Avoiding liability
Update on negotiations towards binding treaty on transnational corporations and human rights
“We have seen how transnational corporations use transnational structures and complex schemes to avoid liability and national jurisdictions and evade their legal responsibilities” in terms of human rights violations, said activist Anne van Schaik, of Friends of the Earth International (FoEI) in Geneva, Switzerland.

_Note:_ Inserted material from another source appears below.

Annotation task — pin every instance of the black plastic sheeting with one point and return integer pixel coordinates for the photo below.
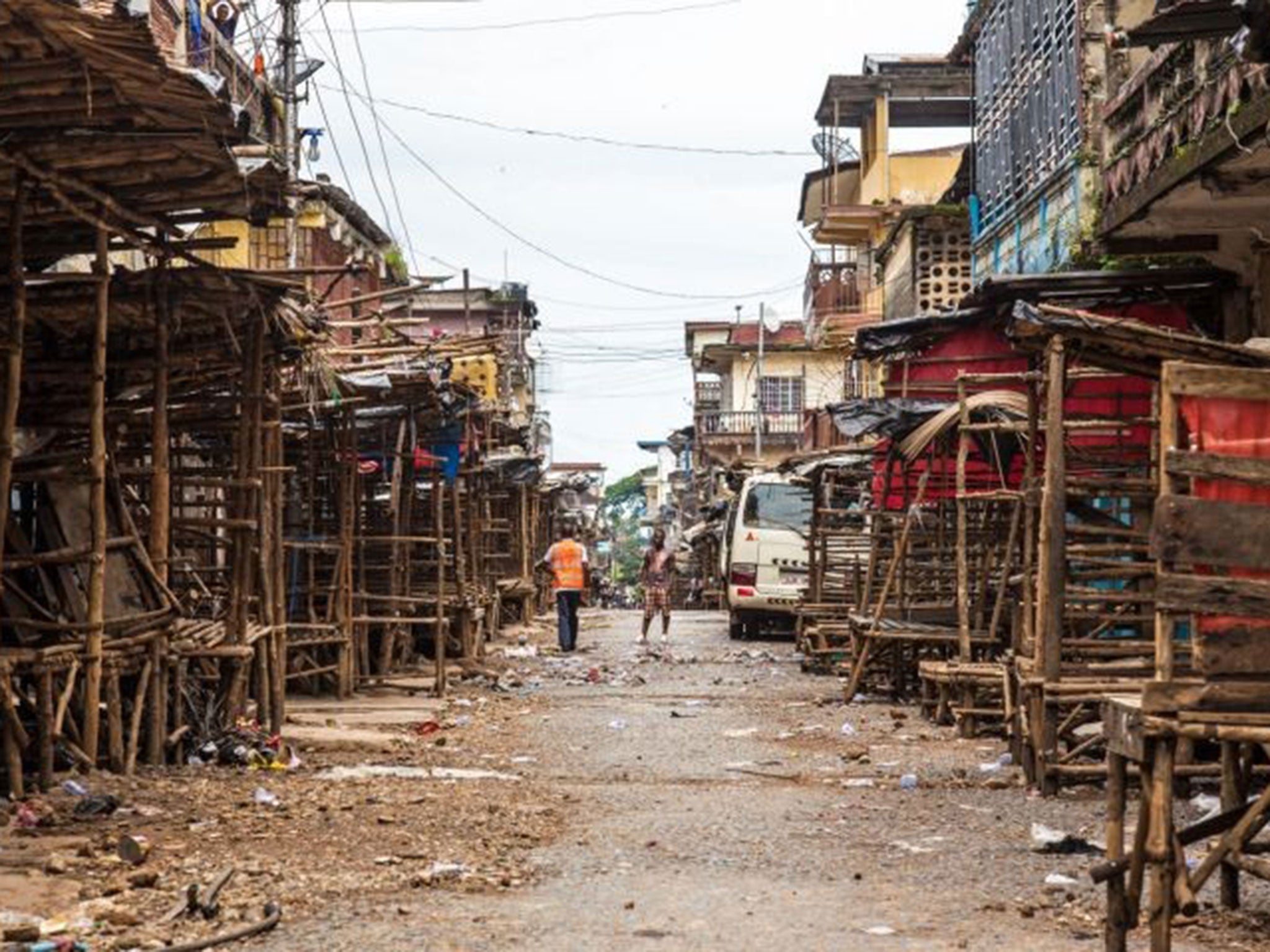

This was during the third round of consultations held this year by the Ecuadorian Chair of the Intergovernmental Working Group that is negotiating a Binding Treaty on transnational corporations and human rights in the framework of the United Nations Human Rights Council
Van Schaik, member of Friends of the Earth Europe, participated on behalf of FoEI at the third round held on June 14 at the Palais des Nations in Geneva, headquarters of the UN Human Rights Council. She submitted the position of the environmental federation, in line with several other social movements and organizations that support the process of said binding treaty, about the topics of the consultation. She was interviewed by Real World Radio shortly after.
The goal of Ecuador is to release a “zero draft” of the Treaty, to start negotiating it in October. Before that there will be another round of consultations, on July 11th, and it is possible that a fifth round will be added.
FoEI, which is part of the Global Campaign to Dismantle Corporate Power and also of the Treaty Alliance considers that “all states have duties abroad in relation to companies under their jurisdiction regardless of where the human rights violations and environmental crimes are committed”, according to their Twitter account.
Also, in the interview with Real World Radio, van Schaik considered it fundamental for Friends of the Earth groups and allies in different parts of the world to demand their national governments to be constructively involved in the consultation process and the formal negotiations in the framework of the UN, in order to respond to Ecuador´s questions and decide on the future of the work process towards the Binding Treaty.